Il primo singolo e' In The Summer (con Duff McKagan
alla batteria, futuro Guns And Roses). Quello e i successivi
Don't Eat That It's Poison (1980) e Someone Else's Room (1981) sono suonati
all'insegna di un garage-rock tanto entusiasta quanto approssimativo.
Sull'EP dell'estate del 1982,
Play Five Of Their Favorites (No Threes, 1982), lo stile
migliora un po', e il gruppo ne approfitta per registrare una canzone di
portata quasi epica (per il loro genere) come In America.

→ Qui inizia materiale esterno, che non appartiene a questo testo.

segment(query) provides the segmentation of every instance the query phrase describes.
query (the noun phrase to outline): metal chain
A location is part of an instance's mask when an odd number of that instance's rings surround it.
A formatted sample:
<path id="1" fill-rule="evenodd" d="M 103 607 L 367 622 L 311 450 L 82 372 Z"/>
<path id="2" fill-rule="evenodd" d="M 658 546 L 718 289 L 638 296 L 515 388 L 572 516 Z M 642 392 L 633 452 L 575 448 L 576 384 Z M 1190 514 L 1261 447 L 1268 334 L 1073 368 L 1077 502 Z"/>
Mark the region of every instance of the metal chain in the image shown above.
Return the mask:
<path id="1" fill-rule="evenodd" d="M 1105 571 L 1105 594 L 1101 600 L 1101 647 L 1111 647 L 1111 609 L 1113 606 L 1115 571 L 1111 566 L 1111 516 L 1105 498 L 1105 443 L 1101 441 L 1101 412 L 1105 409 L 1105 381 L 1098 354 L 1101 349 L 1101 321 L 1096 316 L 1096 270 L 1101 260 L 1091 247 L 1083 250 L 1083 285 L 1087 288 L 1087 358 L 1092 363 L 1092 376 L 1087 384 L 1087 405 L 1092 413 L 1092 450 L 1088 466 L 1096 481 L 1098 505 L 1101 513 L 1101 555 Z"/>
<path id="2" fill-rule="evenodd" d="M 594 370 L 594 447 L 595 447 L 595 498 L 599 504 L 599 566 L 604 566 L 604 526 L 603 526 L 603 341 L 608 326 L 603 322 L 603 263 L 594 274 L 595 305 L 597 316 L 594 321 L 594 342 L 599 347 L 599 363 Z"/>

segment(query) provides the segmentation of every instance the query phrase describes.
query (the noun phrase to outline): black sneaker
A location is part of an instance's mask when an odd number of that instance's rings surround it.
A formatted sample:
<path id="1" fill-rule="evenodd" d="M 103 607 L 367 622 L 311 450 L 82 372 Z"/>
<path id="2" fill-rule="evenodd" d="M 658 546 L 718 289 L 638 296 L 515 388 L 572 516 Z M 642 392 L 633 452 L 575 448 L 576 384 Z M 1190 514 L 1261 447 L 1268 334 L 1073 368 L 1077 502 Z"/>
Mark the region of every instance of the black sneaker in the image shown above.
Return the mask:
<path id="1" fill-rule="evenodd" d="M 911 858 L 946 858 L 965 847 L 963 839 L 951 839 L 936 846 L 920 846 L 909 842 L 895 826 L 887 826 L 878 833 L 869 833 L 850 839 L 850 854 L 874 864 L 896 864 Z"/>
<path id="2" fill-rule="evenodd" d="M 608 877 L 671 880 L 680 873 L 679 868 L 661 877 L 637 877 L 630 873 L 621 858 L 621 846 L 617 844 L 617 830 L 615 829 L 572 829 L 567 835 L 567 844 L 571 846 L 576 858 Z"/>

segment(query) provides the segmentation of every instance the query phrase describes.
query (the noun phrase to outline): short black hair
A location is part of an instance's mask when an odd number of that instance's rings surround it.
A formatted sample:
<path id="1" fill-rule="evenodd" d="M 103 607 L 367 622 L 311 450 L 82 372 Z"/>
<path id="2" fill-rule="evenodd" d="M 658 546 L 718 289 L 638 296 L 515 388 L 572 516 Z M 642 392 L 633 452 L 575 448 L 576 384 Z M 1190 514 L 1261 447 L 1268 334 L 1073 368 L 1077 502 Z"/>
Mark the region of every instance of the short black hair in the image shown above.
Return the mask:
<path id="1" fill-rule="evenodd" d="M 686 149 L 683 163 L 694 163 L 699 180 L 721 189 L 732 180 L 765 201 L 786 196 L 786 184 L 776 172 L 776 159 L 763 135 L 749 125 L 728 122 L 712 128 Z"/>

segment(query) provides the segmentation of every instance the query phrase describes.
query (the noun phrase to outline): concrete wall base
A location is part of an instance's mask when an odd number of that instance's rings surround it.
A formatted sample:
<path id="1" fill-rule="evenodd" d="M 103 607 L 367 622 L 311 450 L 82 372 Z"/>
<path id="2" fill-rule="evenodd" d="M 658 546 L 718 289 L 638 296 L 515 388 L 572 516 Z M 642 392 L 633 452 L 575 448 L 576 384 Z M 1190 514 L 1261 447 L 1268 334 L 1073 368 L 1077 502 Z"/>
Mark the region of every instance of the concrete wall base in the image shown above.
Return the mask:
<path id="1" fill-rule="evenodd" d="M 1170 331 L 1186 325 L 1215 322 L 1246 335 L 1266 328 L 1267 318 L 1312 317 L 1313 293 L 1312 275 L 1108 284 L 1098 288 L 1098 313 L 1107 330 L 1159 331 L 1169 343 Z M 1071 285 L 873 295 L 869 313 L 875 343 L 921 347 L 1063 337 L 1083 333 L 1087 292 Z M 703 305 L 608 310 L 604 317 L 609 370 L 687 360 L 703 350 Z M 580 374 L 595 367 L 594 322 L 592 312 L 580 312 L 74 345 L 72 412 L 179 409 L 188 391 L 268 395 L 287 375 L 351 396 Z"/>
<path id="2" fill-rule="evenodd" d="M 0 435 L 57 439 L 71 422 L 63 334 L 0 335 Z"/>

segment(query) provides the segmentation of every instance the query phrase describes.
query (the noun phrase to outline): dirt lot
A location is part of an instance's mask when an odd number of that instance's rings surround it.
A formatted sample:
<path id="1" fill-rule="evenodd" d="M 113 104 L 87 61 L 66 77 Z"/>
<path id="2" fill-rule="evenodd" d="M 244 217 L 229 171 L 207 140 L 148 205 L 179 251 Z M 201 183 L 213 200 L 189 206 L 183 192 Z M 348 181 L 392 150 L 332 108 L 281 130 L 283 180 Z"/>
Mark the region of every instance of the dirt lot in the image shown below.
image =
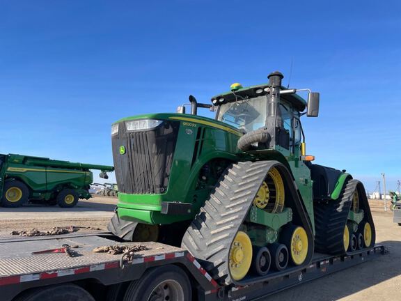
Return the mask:
<path id="1" fill-rule="evenodd" d="M 117 202 L 116 198 L 95 196 L 74 208 L 29 206 L 0 209 L 0 234 L 13 230 L 47 230 L 53 226 L 82 226 L 105 230 Z M 397 300 L 401 299 L 401 226 L 393 223 L 392 213 L 384 212 L 382 202 L 371 201 L 377 242 L 390 253 L 377 260 L 329 275 L 269 296 L 282 300 Z"/>
<path id="2" fill-rule="evenodd" d="M 80 200 L 77 206 L 61 208 L 57 206 L 28 205 L 17 208 L 0 208 L 0 235 L 12 231 L 48 230 L 52 227 L 88 227 L 79 231 L 106 230 L 113 216 L 117 198 L 94 196 Z"/>

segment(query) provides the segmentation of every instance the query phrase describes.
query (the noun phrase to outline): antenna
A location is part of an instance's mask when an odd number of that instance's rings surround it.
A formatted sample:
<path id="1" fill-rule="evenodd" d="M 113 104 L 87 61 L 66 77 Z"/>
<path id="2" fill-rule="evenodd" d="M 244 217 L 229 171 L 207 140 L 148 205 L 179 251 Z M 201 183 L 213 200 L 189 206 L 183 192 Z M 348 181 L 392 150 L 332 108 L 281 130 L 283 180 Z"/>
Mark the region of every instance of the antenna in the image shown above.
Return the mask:
<path id="1" fill-rule="evenodd" d="M 287 86 L 287 88 L 290 88 L 290 82 L 291 81 L 291 75 L 292 75 L 293 64 L 294 64 L 294 56 L 291 58 L 291 66 L 290 67 L 290 76 L 288 77 L 288 86 Z"/>

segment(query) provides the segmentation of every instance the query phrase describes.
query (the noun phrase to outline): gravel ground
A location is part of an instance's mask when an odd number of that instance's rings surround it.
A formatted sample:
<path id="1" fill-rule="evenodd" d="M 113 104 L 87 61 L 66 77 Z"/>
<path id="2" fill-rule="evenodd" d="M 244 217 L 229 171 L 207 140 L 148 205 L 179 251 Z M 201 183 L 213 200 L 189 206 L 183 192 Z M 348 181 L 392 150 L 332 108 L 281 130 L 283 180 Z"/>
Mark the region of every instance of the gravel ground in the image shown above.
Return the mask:
<path id="1" fill-rule="evenodd" d="M 116 198 L 95 196 L 80 201 L 74 208 L 29 206 L 0 208 L 0 234 L 11 231 L 54 226 L 88 227 L 79 231 L 106 230 L 117 203 Z M 377 242 L 390 253 L 343 271 L 285 290 L 263 299 L 266 301 L 298 300 L 401 300 L 401 226 L 393 223 L 392 213 L 385 213 L 381 201 L 370 205 Z"/>
<path id="2" fill-rule="evenodd" d="M 87 201 L 80 200 L 77 206 L 72 208 L 42 205 L 1 208 L 0 235 L 33 228 L 44 231 L 70 226 L 83 227 L 79 230 L 81 231 L 106 230 L 116 203 L 117 198 L 95 196 Z"/>

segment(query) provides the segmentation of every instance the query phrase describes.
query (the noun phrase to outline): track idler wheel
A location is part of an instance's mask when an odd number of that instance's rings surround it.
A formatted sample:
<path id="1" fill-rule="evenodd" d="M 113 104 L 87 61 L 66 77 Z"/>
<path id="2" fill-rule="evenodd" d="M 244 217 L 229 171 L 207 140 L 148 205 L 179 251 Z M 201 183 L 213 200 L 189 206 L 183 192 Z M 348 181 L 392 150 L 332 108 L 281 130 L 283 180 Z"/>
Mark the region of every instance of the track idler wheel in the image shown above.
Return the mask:
<path id="1" fill-rule="evenodd" d="M 285 245 L 275 242 L 270 245 L 272 266 L 277 271 L 281 271 L 288 265 L 288 249 Z"/>
<path id="2" fill-rule="evenodd" d="M 252 270 L 255 274 L 265 276 L 269 272 L 272 264 L 270 252 L 266 247 L 253 247 Z"/>
<path id="3" fill-rule="evenodd" d="M 308 236 L 300 226 L 288 226 L 283 229 L 280 240 L 288 249 L 290 259 L 295 265 L 300 265 L 308 255 Z"/>
<path id="4" fill-rule="evenodd" d="M 362 222 L 359 225 L 361 231 L 363 236 L 363 244 L 365 247 L 370 247 L 372 245 L 372 226 L 368 222 Z"/>
<path id="5" fill-rule="evenodd" d="M 348 247 L 348 251 L 352 252 L 356 249 L 358 245 L 358 240 L 356 239 L 356 236 L 354 233 L 351 234 L 349 236 L 349 247 Z"/>
<path id="6" fill-rule="evenodd" d="M 234 280 L 244 278 L 252 263 L 252 242 L 249 236 L 243 231 L 238 231 L 230 248 L 228 268 Z"/>

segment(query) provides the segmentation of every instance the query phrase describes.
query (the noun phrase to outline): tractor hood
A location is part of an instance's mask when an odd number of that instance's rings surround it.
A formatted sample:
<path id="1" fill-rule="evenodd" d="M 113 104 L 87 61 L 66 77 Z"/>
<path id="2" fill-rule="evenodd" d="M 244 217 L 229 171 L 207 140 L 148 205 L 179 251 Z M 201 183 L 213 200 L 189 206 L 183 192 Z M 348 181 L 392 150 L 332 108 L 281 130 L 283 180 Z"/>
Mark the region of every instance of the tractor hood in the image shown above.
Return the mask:
<path id="1" fill-rule="evenodd" d="M 137 115 L 131 117 L 127 117 L 120 119 L 113 125 L 116 125 L 123 121 L 140 121 L 140 120 L 157 120 L 157 121 L 180 121 L 183 123 L 184 125 L 189 125 L 196 123 L 198 125 L 205 125 L 210 128 L 218 128 L 219 130 L 225 130 L 231 134 L 241 137 L 244 133 L 238 129 L 214 119 L 209 118 L 207 117 L 202 117 L 196 115 L 189 115 L 184 114 L 175 114 L 175 113 L 159 113 L 159 114 L 149 114 L 143 115 Z"/>

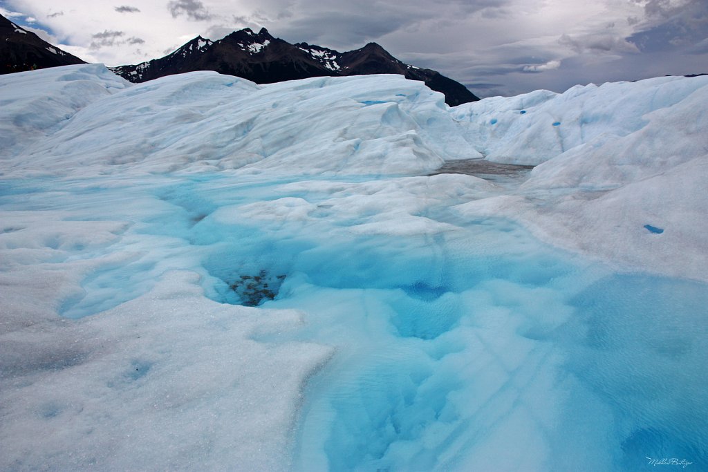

Il lento romantico di I Never Knew (1982) apri' nuove frontiere,
esplorate
qualche anno dopo (1985) dalla ballata in crescendo di Three Boxes:
i Fastbacks stavano imparando a moderare la loro verve e calcolare meglio le
mosse melodiche.
Nel frattempo era stato pubblicato anche
Every Day Is Saturday (No Threes, 1984), mediocre EP dell'estate 1984.
Un po' per i propri difetti un po' per sfortuna il gruppo rimase nell'anonimato
per molti anni. A resuscitarne la carriera fu la spavalda It Came To Me In A
Dream (singolo del 1986). L'anno dopo vide infatti la luce il primo album,
And His Orchestra (PopLlama, 1987), che passo' peraltro del
inosservato. Eppure il disco sfoggiava gia' un buon numero di canzoncine
costruite su ritornelli immediati e armonie scoppiettanti (Seven Days e
Wrong Wrong Wrong su tutti); sublimi concentrati melodici che sfrecciano
rapidissimi, incalzati da una ritmica che e' ancora hardcore. Il "thrash pop"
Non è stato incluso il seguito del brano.